Tuesday, November 04, 2008
I have an uncomfortable feeling in my stomach and it's not from the street food I just ate. This is not the first time anti-gay measures and amendments have been on the ballot, it may not even be the last. This time it hits closer to home. I've lived in California, in many ways I still have a life in California. But I think, even more than that, it feels like this current bliss may have been nothing more than a cruel joke.
I can't help but think of my friends Diana and Robin, as each "Yes" or "No" ballot drops in piles next to their altar, millions crashing their wedding reception to offer unwanted toasts or jests.
As the residents of California are being asked to vote on every relationship I've had and every one I might form, I have to ask myself "Am I on trial?" It's like being on Survivor or Big Brother or something ... will we be voted off the island? Of course, I don't weigh in my parent's marriage, or my cousin's, or John McCain's, or even Bradgelina's lack thereof. But today strangers thousands of miles away are weighing in on mine. They're telling me whether I will be safe and secure should I return, they're telling me how many of my close friends will be treated. It's weird.
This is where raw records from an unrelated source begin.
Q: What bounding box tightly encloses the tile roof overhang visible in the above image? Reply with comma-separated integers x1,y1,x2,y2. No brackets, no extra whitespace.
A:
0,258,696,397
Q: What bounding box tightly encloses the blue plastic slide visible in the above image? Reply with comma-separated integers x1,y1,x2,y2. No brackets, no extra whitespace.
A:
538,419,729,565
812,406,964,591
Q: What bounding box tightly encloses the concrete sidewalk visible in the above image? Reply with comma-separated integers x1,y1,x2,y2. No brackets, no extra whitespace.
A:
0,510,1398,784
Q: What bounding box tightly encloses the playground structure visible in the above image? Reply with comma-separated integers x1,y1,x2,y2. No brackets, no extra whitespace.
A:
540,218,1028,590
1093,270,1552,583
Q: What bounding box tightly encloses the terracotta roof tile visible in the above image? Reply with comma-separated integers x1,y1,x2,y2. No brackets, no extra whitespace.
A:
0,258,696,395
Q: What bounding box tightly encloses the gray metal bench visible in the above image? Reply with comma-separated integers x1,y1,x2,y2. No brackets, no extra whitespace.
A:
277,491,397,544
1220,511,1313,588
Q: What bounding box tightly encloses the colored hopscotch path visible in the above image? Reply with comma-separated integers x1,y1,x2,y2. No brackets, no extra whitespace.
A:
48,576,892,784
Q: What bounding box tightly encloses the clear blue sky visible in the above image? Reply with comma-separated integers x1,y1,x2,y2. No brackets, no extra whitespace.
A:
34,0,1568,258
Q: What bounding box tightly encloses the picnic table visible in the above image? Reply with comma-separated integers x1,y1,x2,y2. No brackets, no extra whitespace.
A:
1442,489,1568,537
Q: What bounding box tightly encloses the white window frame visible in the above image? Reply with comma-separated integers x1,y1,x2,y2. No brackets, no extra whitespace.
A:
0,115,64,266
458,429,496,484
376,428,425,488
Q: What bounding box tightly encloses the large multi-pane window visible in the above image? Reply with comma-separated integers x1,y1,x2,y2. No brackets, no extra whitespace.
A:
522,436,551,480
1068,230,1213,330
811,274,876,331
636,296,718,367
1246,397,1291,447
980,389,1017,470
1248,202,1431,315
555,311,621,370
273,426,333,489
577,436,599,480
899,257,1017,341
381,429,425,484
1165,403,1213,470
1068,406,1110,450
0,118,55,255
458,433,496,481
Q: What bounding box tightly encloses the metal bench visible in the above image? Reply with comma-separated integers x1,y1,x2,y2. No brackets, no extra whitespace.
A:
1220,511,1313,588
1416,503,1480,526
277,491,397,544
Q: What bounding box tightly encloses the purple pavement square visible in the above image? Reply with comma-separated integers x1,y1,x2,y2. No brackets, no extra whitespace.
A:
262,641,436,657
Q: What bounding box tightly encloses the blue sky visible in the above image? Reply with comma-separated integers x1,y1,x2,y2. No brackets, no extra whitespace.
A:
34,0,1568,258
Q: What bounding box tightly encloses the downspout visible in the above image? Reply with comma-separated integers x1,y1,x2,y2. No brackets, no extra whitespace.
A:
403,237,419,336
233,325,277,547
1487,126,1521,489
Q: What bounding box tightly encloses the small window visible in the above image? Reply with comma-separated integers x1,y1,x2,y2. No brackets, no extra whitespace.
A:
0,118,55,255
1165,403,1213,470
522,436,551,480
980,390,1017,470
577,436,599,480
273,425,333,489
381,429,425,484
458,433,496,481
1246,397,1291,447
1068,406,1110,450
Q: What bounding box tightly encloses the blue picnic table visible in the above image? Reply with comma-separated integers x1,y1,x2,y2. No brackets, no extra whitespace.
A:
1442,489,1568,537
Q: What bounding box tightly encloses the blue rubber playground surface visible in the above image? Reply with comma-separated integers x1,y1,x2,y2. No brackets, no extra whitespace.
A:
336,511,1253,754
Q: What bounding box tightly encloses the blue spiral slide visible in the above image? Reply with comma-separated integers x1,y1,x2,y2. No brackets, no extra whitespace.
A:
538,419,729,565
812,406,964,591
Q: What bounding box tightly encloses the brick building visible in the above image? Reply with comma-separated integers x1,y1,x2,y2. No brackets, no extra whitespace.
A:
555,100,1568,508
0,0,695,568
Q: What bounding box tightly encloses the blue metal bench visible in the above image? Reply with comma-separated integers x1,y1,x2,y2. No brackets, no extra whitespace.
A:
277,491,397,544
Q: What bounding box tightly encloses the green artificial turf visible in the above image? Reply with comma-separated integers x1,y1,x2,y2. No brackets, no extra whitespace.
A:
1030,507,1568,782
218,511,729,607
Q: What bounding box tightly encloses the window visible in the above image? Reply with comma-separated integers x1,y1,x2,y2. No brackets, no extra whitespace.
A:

My married friends will continue to be married in their hearts, families, and communities regardless of what happens today. How awful is that--that I need to remind myself that stripping rights from millions of citizens won't completely destroy them? Thousands of couples currently married in California may have that whisked away from them. Friends, my friends, my married friends making a life together, finally recognized and supported by the state may have the rug pulled out from under them. ... But they will be strong and persevere. We will support them anyway, I will support them.
I'm not sure how I'm supposed to act. Confident that Prop 8 will be defeated? Defiant that a law can't undo my humanity? Embarrassed that our country in general and my former state in particular are even considering this measure? Scared that it might pass? Anxious that my relationship is on the line?
Perhaps in this moment I am supposed to find strength and faith. Strength to make sure this doesn't happen in other states. Strength to support my friends regardless of outcome. Strength to trust myself and my relationships. Strength to have tough conversations. And faith to know that whatever the outcome, I am good.